T-Mobile US (TMUS -0.30%) holds a lot of appeal versus its dividend-paying competition, AT&T (T -2.00%) and Verizon Communications (VZ -1.11%). While the latter pay shareholders dividends of roughly 7.5% these days, T-Mobile doesn't pay investors anything for holding shares.
But even without a dividend, T-Mobile could end up returning more cash to shareholders over the next few years.
How T-Mobile's paying its shareholders
T-Mobile isn't planning to pay a dividend anytime soon, but it's spending a lot of money on share repurchases.
A share repurchase can be a more tax-efficient way of returning excess cash to shareholders. Instead of paying a sum to each and every shareholder, management will simply buy out shareholders looking to unload their stock. The net result is fewer shares outstanding, giving existing shareholders a greater stake in the company. That makes each share more valuable, so, all else equal, the share price increases.
T-Mobile's board authorized a $14 billion share repurchase program last year. It's since bought back nearly $12 billion of T-Mobile stock. But investors should expect a new, higher authorization announcement later this year. T-Mobile's long-term plan is to repurchase $60 billion worth of stock between 2023 and 2025.
Importantly, T-Mobile has the cash flow to support the aggressive buyback. Its adjusted free cash flow over the first half of 2023 was $5.3 billion. That's actually better than AT&T, which had a dismal first quarter. More importantly, investors can expect T-Mobile's free cash flow to expand substantially over the next couple of years as it no longer has to pay merger-related expenses and as it leverages its 5G network buildout.
Investors should expect T-Mobile to make good on its promise to return an additional $48 billion to shareholders by the end of 2025 bolstered by strong free cash flows.
How much are AT&T and Verizon paying?
Despite their substantial dividends, AT&T and Verizon are actually returning less cash to shareholders than T-Mobile.
AT&T's dividend payments will total just over $8 billion in 2023. Verizon will pay out roughly $11 billion. Both will fall short of T-Mobile's total cash return to shareholders.
Neither AT&T nor Verizon currently has a share repurchase program. That's because they're both mired in debt from previous acquisitions that didn't pan out. Instead of buying back shares, they both have to pay down their substantial debt.
AT&T said it plans to revisit share repurchases once it reaches its goal of a net debt-to-EBITDA ratio of 2.5x. As of the second quarter, management doesn't expect to hit that level until mid-2025. Verizon is waiting for a 2.25x ratio between net debt and earnings before interest, taxes, depreciation, and amortization. As of the end of the second quarter, that number stood at 2.6x.

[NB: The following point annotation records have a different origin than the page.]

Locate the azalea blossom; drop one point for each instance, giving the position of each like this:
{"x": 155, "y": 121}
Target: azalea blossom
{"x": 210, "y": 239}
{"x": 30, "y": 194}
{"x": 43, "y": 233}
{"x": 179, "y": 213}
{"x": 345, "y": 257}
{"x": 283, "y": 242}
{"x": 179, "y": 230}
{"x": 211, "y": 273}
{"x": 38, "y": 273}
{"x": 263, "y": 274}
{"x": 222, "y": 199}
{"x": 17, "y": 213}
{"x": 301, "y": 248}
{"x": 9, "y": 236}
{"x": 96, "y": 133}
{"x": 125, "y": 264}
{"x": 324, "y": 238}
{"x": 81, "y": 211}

With much of their free cash flow going toward deleveraging, AT&T and Verizon are unable to return as much to shareholders as T-Mobile. And even adjusting for T-Mobile's bigger market cap, the total cash return to shareholders as a percentage of the stock price is higher for T-Mobile.
The new leader in telecom
Not only is T-Mobile set to return more cash to shareholders than AT&T or Verizon, it's also outperforming them operationally. That should give investors confidence in its cash return plans.

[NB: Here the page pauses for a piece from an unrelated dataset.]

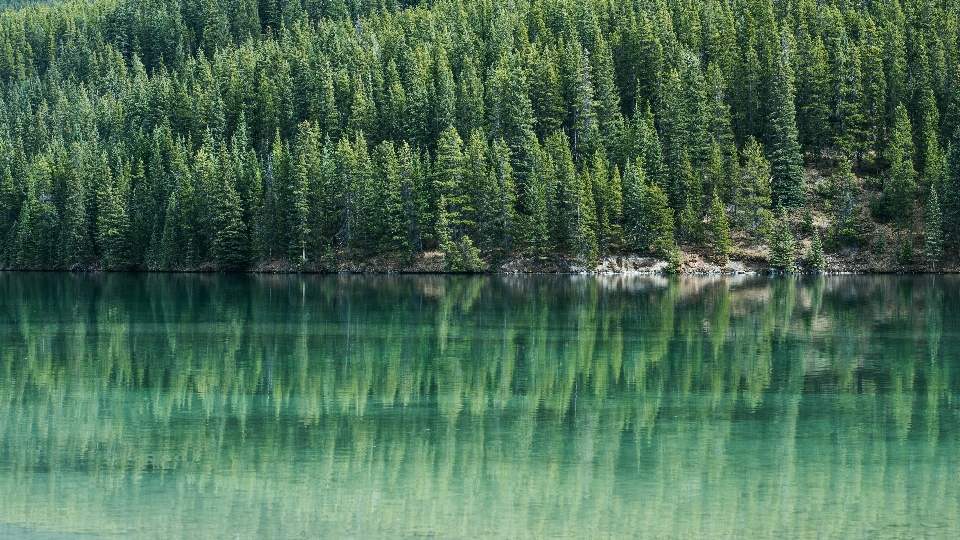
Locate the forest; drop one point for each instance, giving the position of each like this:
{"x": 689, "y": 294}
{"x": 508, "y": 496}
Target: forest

T-Mobile continues to add more valuable postpaid wireless customers than its competitors. Meanwhile, its home internet service remains on pace to reach its goal of between 7 million and 8 million customers by 2025.
Also, T-Mobile's 5G network buildout remains about two years ahead of the next closest competitor, which should allow T-Mobile to take market share in areas it hasn't competed well in before, such as business and rural areas.
All signs point to strong free-cash-flow growth over the next few years. Meanwhile, AT&T's and Verizon's free-cash-flow expectations have been called into question. Even investors primarily interested in cash returns to shareholders should skip over the big dividend payers and take a look at adding T-Mobile to their portfolio.